Another method of evening out temperatures in an electric top-loading kiln is to use a downdraft vent. This system pulls a small amount of air down from the top of the kiln and out the bottom, counteracting the natural tendency of heat to rise. Tests at L&L Kiln Mfg. have shown about a 1/2 cone uniformity improvement using this technology.
Sophisticated AlternativesA more recent way of dealing with uniformity issues is through the use of zone control. This technology has gained widespread use over the last several decades in high-volume industrial manufacturing to achieve critical results for important processes such as firing million-dollar loads of ceramic-based superconducting wire. In the '70s, manual zone control technologies began to be implemented in some top-loading electric pottery kilns. The use of manually controlled, infinitely adjustable switches allows control of manual kilns zone by zone. When used in conjunction with a multi-thermocouple pyrometer system, this system allows potters to see which zone is getting hotter and make adjustments while firing. While such control can significantly improve the quality of the ware, the amount of time required to "babysit" the kiln and the technical knowledge required to make the necessary adjustments are significant drawbacks.

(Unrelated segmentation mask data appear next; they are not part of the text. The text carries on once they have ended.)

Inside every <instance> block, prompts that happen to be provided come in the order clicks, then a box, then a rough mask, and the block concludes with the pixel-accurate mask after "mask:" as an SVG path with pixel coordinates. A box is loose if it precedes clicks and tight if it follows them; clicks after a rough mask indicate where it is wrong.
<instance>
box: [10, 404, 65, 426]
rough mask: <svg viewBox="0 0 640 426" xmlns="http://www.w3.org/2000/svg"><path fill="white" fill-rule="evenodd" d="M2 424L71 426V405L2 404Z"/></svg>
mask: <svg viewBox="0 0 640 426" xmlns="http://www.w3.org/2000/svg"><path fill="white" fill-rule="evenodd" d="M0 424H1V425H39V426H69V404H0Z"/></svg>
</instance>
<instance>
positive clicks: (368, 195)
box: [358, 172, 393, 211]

In the past few years, newer electronic controls designed specifically for electric kilns have begun to incorporate true automatic, multi-zone operation. These controls typically use three separate thermocouple inputs and three relay outputs for power control. Each zone of the kiln is independently controlled on a separate control loop-sophistication that was previously only available in very expensive controllers. With the rapid advances in computer technology, the cost of such systems has dropped dramatically.
The main advantage of automatic zone control technology is that it allows dynamic adjustment of the kiln to accommodate changing elements and different loads. Typical uniformity is within 1/2 a cone or better (see Figure 1).
The downside of automatic zone control is that it can slow down the kiln because it works by turning off power to hotter zones. In the past, this sometimes resulted in an error code shutting off the kiln because it was firing too slowly. However, this technology has matured over the past few years. Many of today's controls include the ability to turn zone control off during all but the last segment of the program to speed up firing. The degree of allowable difference can also be changed from one thermocouple to the next. The typical default setting is 25°F, but this can be raised or lowered. For instance, a very tight temperature tolerance of 10°F might be required when firing glass. Most ceramic bisque work, on the other hand, is much less critical, and would do fine with a "lag" setting of 50°F. Another algorithm in the control automatically changes the ramp rates to allow the whole kiln to match the speed of a slow zone.
With these sophisticated software features, much of the initial trouble of electronic zone control has been eliminated. The key to good functioning now is to ensure that there is enough power in the kiln to compensate for the effects of the zone control. (Check with your kiln supplier or a certified electrician to determine the appropriate wattage.)